Auto Table in Auto Table
Again, the surrounding table needs to know the required space for the contained one while the contained table needs to know how much space will be available. In this case, the minimal required width for the contained auto table is the following (cf. getMinimumIPDforAutoLayout()):
- sum of each column's minimal width value
During the inspection of the contained table, its LM’s hasAutoLayoutParent() would return true (since the surrounding table uses table-layout=auto). In this special case, the contained table's ColumnSetup, which is responsible of computing the optimal column width (cf. computeOptimalColumnWidthsForAutoLayout()), returns the maximal width value of the table to inform the surrounding table of the possible dimensions of the table. Thus, FOP knows both possible width values to find the optimal column widths.

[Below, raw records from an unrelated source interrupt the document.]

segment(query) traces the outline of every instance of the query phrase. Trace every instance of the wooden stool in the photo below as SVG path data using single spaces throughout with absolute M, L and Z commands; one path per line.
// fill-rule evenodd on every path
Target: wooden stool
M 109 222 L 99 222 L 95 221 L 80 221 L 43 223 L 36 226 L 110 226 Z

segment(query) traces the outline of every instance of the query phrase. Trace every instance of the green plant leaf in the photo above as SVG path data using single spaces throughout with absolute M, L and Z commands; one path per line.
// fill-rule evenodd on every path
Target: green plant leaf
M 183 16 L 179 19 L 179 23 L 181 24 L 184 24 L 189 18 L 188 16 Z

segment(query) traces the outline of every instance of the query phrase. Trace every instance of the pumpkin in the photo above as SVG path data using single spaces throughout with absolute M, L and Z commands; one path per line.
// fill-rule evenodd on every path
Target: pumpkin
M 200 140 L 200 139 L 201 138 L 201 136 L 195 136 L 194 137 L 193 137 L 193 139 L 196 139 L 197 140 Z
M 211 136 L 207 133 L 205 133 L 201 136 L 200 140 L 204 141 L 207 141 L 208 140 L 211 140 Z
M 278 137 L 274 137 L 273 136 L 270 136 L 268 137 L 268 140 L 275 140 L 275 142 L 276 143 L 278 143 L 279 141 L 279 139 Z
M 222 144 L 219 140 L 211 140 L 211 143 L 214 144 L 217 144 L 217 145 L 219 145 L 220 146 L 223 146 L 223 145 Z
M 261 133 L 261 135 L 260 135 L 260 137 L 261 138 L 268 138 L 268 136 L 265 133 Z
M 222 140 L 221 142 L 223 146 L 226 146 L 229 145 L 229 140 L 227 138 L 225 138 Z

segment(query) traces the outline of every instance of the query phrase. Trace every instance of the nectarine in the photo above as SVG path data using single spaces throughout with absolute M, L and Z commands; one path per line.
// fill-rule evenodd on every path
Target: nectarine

To inform the contained table about the computed optimal column width, the contained table will later on, during FOP's actual rendering run, be called with a LayoutContext which knows the final refIPD of the column.
Some Random Ideas
Today, FOP works with the Knuth element model in both inline- and block-progression-directions. For the auto table layout, we can make use of the inline Knuth element lists generated for content in table-cells. Before the line-breaking is done all the elements are gathered. By finding the largest/widest non-breakable sequence in an element list we can determine the minimal width of a column. By determining the full (unbroken) length of each element list involved we know how wide a column would have to be to accomodate the content without breaking it. Ideally, that latter value is used for the column width but if all the columns together would make the table wider than it can be, the column widths have to be reduced, in an extreme situation, down to the minimum established by the former value. I don't want to suggest any details on how to determine what effective width a column should get. The only purpose of the above is to give an idea for an approach to implement auto table layout.

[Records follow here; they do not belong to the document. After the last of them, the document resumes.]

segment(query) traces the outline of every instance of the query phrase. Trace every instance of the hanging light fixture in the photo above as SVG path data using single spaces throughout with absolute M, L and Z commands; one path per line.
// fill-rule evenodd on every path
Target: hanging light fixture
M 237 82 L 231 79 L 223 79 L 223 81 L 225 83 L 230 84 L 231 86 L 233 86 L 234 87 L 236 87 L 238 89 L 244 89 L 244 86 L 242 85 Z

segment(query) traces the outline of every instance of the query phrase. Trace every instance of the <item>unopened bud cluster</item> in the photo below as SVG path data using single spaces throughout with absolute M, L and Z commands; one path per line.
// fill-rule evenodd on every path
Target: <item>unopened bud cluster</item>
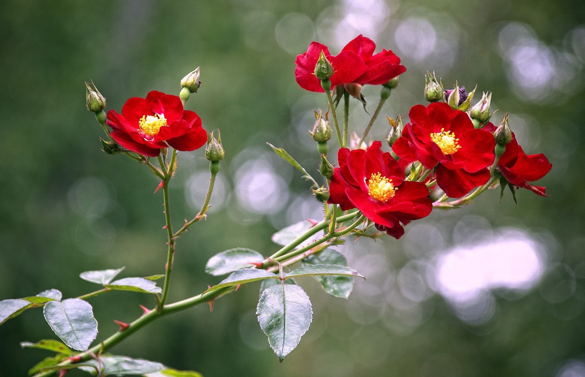
M 391 147 L 396 140 L 398 140 L 398 138 L 402 136 L 404 126 L 402 123 L 402 117 L 400 115 L 396 117 L 395 120 L 389 116 L 387 116 L 386 117 L 388 118 L 388 123 L 392 127 L 390 129 L 390 133 L 388 134 L 388 137 L 386 138 L 386 141 L 388 142 L 388 145 Z
M 320 80 L 327 80 L 333 76 L 333 65 L 322 51 L 315 66 L 315 76 Z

So, in order to determine the column widths, the element lists have to be available early. The TableRowIterator already supports preflying a full table. The problem starts with actually getting at the element lists. Currently, LineLayoutManager directly starts line-breaking in getNextKnuthElements() when the element lists are available. This would have to be split, so table layout code could access the element lists separately. ATM I'm unsure if block-level content in inlines pose a problem to this. That will have to be looked at closely. Anyway, it should be taken care that an element list doesn't have to be recreated later to do the line-breaking. The number of objects created for an element list is already high enough. Creating objects is expensive.
Another topic might be whether to fly over the whole table or only the first n rows to determine the column layout. To make it even more complicated, the table layout could be recalculated for each page which makes the restart mechanism mandatory that we will need when we want to implement support for differring available IPD among different pages.